Ce n’est pas le tout d’avoir un job, de s’entendre avec ses collègues, il faut pouvoir évoluer et ne pas rester ad vitam aeternam enfermer dans un poste alibi. L’Australie a bien saisi l’enjeu. Son programme « Bridging Pathways » renforce l’accès à l’éducation et à la formation professionnelle des personnes handicapées.

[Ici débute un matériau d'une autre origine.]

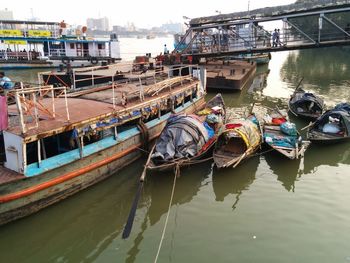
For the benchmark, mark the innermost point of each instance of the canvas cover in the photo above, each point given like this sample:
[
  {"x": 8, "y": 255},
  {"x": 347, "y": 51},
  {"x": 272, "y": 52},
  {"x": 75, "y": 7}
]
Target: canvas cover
[
  {"x": 247, "y": 130},
  {"x": 341, "y": 110},
  {"x": 3, "y": 113},
  {"x": 183, "y": 136},
  {"x": 303, "y": 97}
]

Ce programme fournit des informations sur les formations, des outils et des professeurs et développe des collaborations avec les secteurs privés et publics. « Quoi de mieux que d’avoir une compétence recherchée pour trouver un travail et y évoluer favorablement », pointe Barbara Murray, spécialiste principale des questions du handicap au Bureau international du travail.  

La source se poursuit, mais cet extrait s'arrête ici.